Most Tinker code runs on Loops with one install change. The forward pass, backward pass, optimizer step, sampling, and all shared types carry over without modification. What behaves differently: checkpoints come back as paginated presigned URLs rather than a single archive, authentication uses a `BASETEN_API_KEY` instead of a Thinking Machines key, and cluster routing resolves to your Baseten org rather than a Tinker tenant. This page covers the install first, then a side-by-side compatibility table, then each delta.

## Compatibility at a glance

The `baseten-loops[tinker]` extra installs a `tinker` namespace package so existing imports work unchanged. The table below shows where the two systems align and where they diverge.

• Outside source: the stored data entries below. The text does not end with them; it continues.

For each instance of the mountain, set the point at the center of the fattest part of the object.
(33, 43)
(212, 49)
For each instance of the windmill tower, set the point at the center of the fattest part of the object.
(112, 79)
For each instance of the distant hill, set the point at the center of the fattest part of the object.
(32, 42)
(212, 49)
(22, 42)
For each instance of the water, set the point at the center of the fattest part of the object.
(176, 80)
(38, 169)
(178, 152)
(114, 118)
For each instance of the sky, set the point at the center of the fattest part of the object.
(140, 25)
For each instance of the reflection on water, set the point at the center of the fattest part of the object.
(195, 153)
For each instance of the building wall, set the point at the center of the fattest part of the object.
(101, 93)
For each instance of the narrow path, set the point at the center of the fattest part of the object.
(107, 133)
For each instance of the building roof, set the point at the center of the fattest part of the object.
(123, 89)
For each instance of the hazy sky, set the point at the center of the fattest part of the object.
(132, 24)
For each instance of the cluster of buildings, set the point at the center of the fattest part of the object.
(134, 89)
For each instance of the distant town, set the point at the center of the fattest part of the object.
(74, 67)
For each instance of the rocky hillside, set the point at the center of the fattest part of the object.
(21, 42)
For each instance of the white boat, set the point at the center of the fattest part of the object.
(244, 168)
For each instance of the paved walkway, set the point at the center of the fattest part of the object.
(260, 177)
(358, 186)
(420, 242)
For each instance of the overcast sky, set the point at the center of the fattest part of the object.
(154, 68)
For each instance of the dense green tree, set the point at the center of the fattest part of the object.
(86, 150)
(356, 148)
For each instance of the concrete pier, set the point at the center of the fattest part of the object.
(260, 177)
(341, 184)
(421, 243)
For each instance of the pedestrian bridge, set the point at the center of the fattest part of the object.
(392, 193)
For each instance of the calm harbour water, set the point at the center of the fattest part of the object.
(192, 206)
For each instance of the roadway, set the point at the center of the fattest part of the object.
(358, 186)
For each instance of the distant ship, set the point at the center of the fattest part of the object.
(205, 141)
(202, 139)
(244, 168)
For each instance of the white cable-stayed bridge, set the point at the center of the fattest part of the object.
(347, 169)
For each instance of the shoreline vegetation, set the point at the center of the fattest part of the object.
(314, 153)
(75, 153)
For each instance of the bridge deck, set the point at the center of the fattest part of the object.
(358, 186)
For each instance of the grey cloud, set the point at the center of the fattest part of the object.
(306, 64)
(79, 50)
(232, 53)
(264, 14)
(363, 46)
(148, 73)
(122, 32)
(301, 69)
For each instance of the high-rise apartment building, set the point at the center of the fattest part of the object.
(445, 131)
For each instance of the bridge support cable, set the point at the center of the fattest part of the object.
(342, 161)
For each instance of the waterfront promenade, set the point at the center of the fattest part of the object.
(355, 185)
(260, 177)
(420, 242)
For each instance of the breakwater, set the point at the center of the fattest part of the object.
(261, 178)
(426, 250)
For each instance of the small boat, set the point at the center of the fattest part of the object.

| Aspect                         | Tinker                      | Loops                                                 |
| ------------------------------ | --------------------------- | ----------------------------------------------------- |
| Import                         | `import tinker`             | `import tinker` (provided by `baseten-loops[tinker]`) |
| ServiceClient construction     | `tinker.ServiceClient(...)` | `tinker.ServiceClient()`                              |
| Forward / backward / optimizer | identical                   | identical                                             |
| Checkpoint download            | single archive              | paginated presigned URLs                              |
| Authentication                 | Thinking Machines key       | `BASETEN_API_KEY`                                     |
| Cluster scope                  | per Tinker tenant           | per Baseten org                                       |

## Install the Tinker shim

Add `baseten-loops` with the `[tinker]` extra to your project. The extra pulls in `baseten-loops-tinker`, which provides the `tinker` namespace. If you don't have a uv project yet, initialize one first:

```bash theme={"system"}
uv init loops-app
cd loops-app
uv add 'baseten-loops[tinker]'
```

Once installed, existing code that starts with `import tinker` works without modification:

```python theme={"system"}
import tinker  # provided by baseten-loops-tinker
```

### Using with tinker-cookbook

`tinker-cookbook` depends on the original Thinking Machines `tinker` package. Without an override, installing `tinker-cookbook` first pulls in that package, and its files conflict with the shim's `tinker` namespace package when `baseten-loops[tinker]` is added later. The fix is to declare a `uv` override in `pyproject.toml` before installing any dependencies. There is no CLI command for this step.

Add the override first:

```toml theme={"system"}
[tool.uv]
override-dependencies = [
    "tinker ; python_version < '0'",
]
```

Then add the dependencies:

```bash theme={"system"}
uv init
uv add tinker-cookbook
uv add 'baseten-loops[tinker]'
```

The shim provides the `tinker` namespace instead of the original package.

## What's the same

The training loop API is identical between the two systems. `forward`, `backward`, `optim_step`, `save_weights`, and the sampling interface share the same method names and argument shapes. The shared types (`Datum`, `ModelInput`, `TensorData`, `SamplingParams`, and `AdamParams`) are all available under `tinker.types` with the same field names and semantics. The cookbook recipes in the compatibility examples directory are the proof: they run on Loops without changes to any training logic.

## What's different

### Checkpoints come back as folders

Tinker returns a single archive URL for a checkpoint. Loops returns a folder of files behind paginated presigned URLs, because weight sync writes an unzipped folder rather than a compressed archive. Consumer code paginates using `?page_token=` and `?page_size=` query parameters instead of downloading a single file. See [`GET /v1/loops/checkpoints/{checkpoint_id}/files`](/reference/loops-api/checkpoints/get-checkpoint-files) for the route.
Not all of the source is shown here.